2,600 Survey Traps Being Hung in Ash Trees

ANNAPOLIS (March 28, 2011) — As part of a national survey for the emerald ash borer (EAB), the Maryland Department of Agriculture (MDA) has started hanging 2,600 14" x 24" triangular purple or green insect traps in ash trees statewide. Surveys, which are continuous and ongoing, are crucial to understanding the emerald ash borer’s impact in Maryland and determining the best course of action. In Prince George’s County, MDA will be also hanging 20 new green traps where we expect to collect beetles as part of the national “trap trial” study.

This year, the battle to stop the spread of the emerald ash borer will include more intensive surveys in Western Maryland and on the Eastern Shore – including Wicomico, Worcester and Somerset counties for the first time as part of the national grid survey in areas 50 miles outside of known infestation areas. Additionally, MDA will use systemic insecticides to treat selected trees in and around the known infested area and release three biocontrol agents (beneficial insects) at selected sites.
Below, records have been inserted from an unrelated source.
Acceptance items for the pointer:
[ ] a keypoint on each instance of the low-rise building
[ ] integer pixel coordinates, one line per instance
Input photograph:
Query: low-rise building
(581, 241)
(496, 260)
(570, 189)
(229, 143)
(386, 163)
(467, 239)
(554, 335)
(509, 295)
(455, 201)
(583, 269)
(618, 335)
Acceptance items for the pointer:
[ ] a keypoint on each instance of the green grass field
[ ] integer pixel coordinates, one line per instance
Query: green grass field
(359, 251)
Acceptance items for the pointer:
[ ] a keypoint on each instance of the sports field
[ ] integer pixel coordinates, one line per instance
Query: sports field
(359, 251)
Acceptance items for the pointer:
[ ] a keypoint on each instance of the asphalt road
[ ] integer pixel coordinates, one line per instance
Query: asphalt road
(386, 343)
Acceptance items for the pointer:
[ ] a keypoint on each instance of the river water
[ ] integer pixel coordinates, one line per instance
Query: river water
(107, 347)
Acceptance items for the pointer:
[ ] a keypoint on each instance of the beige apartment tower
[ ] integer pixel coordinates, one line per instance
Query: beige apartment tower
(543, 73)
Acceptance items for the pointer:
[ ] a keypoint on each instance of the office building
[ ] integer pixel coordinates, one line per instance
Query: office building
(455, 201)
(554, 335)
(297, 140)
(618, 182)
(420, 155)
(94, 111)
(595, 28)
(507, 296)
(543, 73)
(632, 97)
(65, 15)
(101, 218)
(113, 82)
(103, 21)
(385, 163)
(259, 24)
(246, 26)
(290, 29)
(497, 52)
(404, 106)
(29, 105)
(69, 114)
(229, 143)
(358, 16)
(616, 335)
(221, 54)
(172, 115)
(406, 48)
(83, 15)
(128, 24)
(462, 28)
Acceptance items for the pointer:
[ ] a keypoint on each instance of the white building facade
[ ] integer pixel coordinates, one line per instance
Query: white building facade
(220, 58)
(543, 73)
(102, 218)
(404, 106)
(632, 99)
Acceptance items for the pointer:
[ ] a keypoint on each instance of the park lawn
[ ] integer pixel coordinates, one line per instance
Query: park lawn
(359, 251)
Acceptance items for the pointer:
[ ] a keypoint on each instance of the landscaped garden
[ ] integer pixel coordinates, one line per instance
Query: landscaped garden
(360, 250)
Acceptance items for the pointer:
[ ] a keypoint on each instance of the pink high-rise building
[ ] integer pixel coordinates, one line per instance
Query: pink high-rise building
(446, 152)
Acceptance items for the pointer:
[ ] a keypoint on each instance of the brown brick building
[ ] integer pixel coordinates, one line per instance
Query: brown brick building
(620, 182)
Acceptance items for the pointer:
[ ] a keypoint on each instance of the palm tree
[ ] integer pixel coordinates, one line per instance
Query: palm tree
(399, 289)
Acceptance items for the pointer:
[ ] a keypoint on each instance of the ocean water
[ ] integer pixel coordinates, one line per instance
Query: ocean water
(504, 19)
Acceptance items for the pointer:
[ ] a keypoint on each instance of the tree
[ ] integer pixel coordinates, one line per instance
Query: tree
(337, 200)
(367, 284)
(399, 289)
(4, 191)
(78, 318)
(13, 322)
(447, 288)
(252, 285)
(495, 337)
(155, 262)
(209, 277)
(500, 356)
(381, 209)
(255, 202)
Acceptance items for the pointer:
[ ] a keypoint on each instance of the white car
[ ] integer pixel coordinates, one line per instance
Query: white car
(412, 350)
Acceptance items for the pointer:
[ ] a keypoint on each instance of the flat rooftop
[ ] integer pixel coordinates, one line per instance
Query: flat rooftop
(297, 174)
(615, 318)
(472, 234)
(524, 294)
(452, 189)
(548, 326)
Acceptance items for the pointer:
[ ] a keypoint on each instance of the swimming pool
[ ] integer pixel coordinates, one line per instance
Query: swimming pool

The highest density of traps will be in the area where emerald ash borer has been found between the Washington beltway and Route 4 in Prince George’s County and Routes 6 and 225 in Charles County. Surveyors will place at least one trap per 2 square miles across the rest of Maryland targeting high risk areas such as campgrounds and urban areas. Both the purple and green traps are sticky and baited with a compound that simulates a distressed ash tree. They are designed to attract the destructive emerald ash borer, should it be present. Residents should not be concerned if they see the traps and should not disturb them. MDA will place some traps on private property. All traps should be in the trees through August and will be checked every two weeks.

“Our challenge is to keep the emerald ash borer from spreading so we hope we don’t find any in these traps. As new tools have become available, we are modifying our strategy,” said Agriculture Secretary Buddy Hance. “Since the insect can travel easily on firewood that might be moved from Prince George’s or Charles counties and other states where it has been introduced – including Pennsylvania and West Virginia – we are trapping along travel routes. In addition we are encouraging campers, hunters, anglers and other outdoor enthusiasts to buy their firewood at their destination rather than take it with them.”

The emerald ash borer was transported to Prince George’s County, Maryland on an illegal shipment of ash trees from Michigan in 2003. Thousands of ash trees have been destroyed in Prince George’s and Charles counties to eradicate the problem. The insect, an exotic pest from Asia, feeds on and kills ash trees.

The presence of the emerald ash borer typically goes undetected until the trees show symptoms of being infested – usually the upper third of a tree will thin and then die back. This is usually followed by a large number of shoots or branches arising below the dead portions of the trunk. Other symptoms of infestation include: D-shaped exit holes in the bark where adults emerge, vertical splits in the bark, and distinct serpentine-shaped tunnels beneath the bark in the cambium, where larvae effectively stop food and water movement in the tree, starving it to death. The only way to eliminate the emerald ash borer is to cut down its food source - ash trees, but chemical and biological control tools, and public awareness, can help to stop its spread.